Honor completed her studies in 2001 at the South Australian School of Art. Following graduation, Honor took up an Associate position and Tenant residency in the ceramics studio at JamFactory Craft & Design. Her work has been curated into major exhibitions at institutions throughout Australia, including the Museum of Contemporary Art, Tarrawarra Museum of Art and The Powerhouse Museum. She has undertaken international residencies at Guldagergaard, Denmark’s International Ceramic Museum and in the US at Indiana University’s School of Art & Design. In 2006 Honor travelled to Chile to exhibit and participate in the The South Project, continuing her project on/off/on, installing porcelain light switches and power-points clandestinely in public spaces. In 2018 she was invited to undertake the Guildhouse Collections Project at the Art Gallery of South Australia, the outcome of this residency Ghost Objects, was exhibited in 2019 as part of SALA Festival.

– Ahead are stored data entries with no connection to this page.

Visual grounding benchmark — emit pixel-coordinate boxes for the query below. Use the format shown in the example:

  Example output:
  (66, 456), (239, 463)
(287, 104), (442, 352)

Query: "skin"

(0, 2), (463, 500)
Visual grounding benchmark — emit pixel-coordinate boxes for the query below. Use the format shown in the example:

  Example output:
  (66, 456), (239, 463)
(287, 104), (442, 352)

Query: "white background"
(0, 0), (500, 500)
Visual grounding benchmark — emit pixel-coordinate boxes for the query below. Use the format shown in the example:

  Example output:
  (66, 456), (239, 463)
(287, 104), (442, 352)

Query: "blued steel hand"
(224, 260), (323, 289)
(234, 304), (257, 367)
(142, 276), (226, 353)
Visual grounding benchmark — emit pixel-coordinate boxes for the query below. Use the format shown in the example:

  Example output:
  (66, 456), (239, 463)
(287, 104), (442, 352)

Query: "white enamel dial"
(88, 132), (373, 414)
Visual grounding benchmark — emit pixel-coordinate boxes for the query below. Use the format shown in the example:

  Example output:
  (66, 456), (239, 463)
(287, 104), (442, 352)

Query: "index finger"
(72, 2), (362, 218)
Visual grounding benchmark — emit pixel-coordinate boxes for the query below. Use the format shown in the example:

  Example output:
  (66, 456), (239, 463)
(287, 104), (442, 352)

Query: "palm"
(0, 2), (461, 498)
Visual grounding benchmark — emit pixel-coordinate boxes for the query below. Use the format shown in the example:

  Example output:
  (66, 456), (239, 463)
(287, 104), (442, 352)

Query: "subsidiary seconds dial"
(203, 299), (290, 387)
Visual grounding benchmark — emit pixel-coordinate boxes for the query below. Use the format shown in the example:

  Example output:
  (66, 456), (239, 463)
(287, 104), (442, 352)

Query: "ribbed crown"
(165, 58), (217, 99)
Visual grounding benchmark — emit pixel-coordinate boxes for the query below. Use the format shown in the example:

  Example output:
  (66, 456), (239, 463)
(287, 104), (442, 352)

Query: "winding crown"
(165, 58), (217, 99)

Exhibiting since 2000, Honor’s work is held in numerous public collections including the National Gallery of Victoria, Art Gallery of South Australia, ArtBank and Washington DC’s National Museum of Women in the Arts. Her works feature in the publication "101 Contemporary Australian artists", published by the National Gallery of Victoria, and the international publication "Ceramics Masterclass creative techniques of 100 great artists", by Louisa Taylor.
About the work
Exhibition work: Small Acts of Care and Repair, 2021, porcelain, gold lustre
Small Acts of Care and Repair continues my exploration into the poetic potential of the simple and ubiquitous bar of soap. A small yet quietly powerful object that has gathered heightened meaning during the last two years.
Moulds are created of discarded cake soap in various states of decay, creviced, weathered and barely there slivers, objects worn into odd shapes recalling the traces of an individual's touch. The soaps are cast in porcelain, carved, sanded, glazed, gold filled and fired numerous times. These intimate objects speaking of the body, cleanliness and rituals of comfort and care.

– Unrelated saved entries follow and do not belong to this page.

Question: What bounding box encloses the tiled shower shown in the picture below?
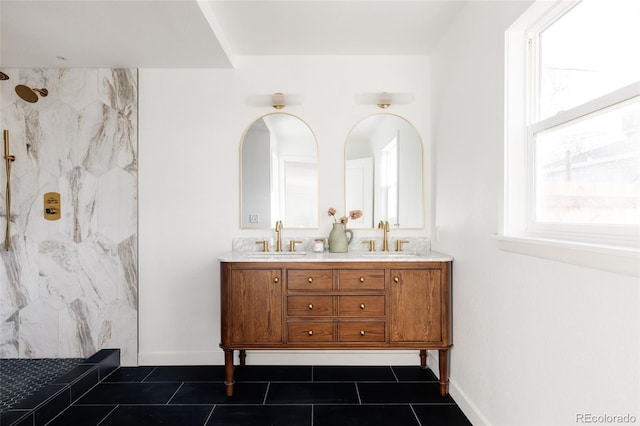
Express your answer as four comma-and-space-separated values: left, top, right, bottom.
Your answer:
0, 68, 138, 365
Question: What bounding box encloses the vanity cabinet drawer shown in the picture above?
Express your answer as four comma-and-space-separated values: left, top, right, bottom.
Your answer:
287, 269, 333, 291
338, 269, 384, 291
338, 295, 384, 316
338, 321, 385, 342
287, 295, 334, 316
287, 322, 334, 343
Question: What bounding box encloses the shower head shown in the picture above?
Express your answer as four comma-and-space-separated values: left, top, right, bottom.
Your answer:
16, 84, 49, 104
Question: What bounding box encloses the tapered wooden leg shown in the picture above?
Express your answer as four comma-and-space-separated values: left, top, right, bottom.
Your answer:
224, 349, 234, 396
438, 349, 449, 396
420, 349, 427, 368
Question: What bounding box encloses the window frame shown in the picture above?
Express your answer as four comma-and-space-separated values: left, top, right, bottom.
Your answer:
502, 0, 640, 250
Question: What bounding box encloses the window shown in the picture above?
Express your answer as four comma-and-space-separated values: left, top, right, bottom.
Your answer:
504, 0, 640, 247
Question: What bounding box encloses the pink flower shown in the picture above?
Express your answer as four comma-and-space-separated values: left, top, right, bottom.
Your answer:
349, 210, 362, 220
327, 207, 362, 224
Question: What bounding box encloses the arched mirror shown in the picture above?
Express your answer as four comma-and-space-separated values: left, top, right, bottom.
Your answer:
240, 113, 318, 228
345, 114, 424, 229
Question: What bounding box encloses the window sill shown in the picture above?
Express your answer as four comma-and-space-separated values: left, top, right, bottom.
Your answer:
495, 235, 640, 277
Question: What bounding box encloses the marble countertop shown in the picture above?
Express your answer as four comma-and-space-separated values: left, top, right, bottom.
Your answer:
218, 250, 453, 262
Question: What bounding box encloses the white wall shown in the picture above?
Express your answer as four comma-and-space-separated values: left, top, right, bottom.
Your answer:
432, 2, 640, 425
139, 56, 431, 364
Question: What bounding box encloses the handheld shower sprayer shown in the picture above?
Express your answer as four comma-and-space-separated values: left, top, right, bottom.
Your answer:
16, 84, 49, 104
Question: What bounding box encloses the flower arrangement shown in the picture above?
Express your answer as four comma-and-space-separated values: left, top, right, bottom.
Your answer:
327, 207, 362, 225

Referencing the traditional Japanese art of Kintsugi, (repair with gold and lacquer) the cracks are carefully sealed with gold lustre, transforming them into golden seams. The uncertainty of porcelain and the metaphorical power of kintsugi unite in this ordinary act of repair reflecting on ideas of rupture and renewal.
Using the mimetic qualities of clay via the process of slip casting, the work interacts with ideas of liquid made solid. The porcelain casts remember the almost obsolete objects; the liquid slip solidifies becoming a precise memory of a past form - a ghost. Scentless and forever preserved in porcelain.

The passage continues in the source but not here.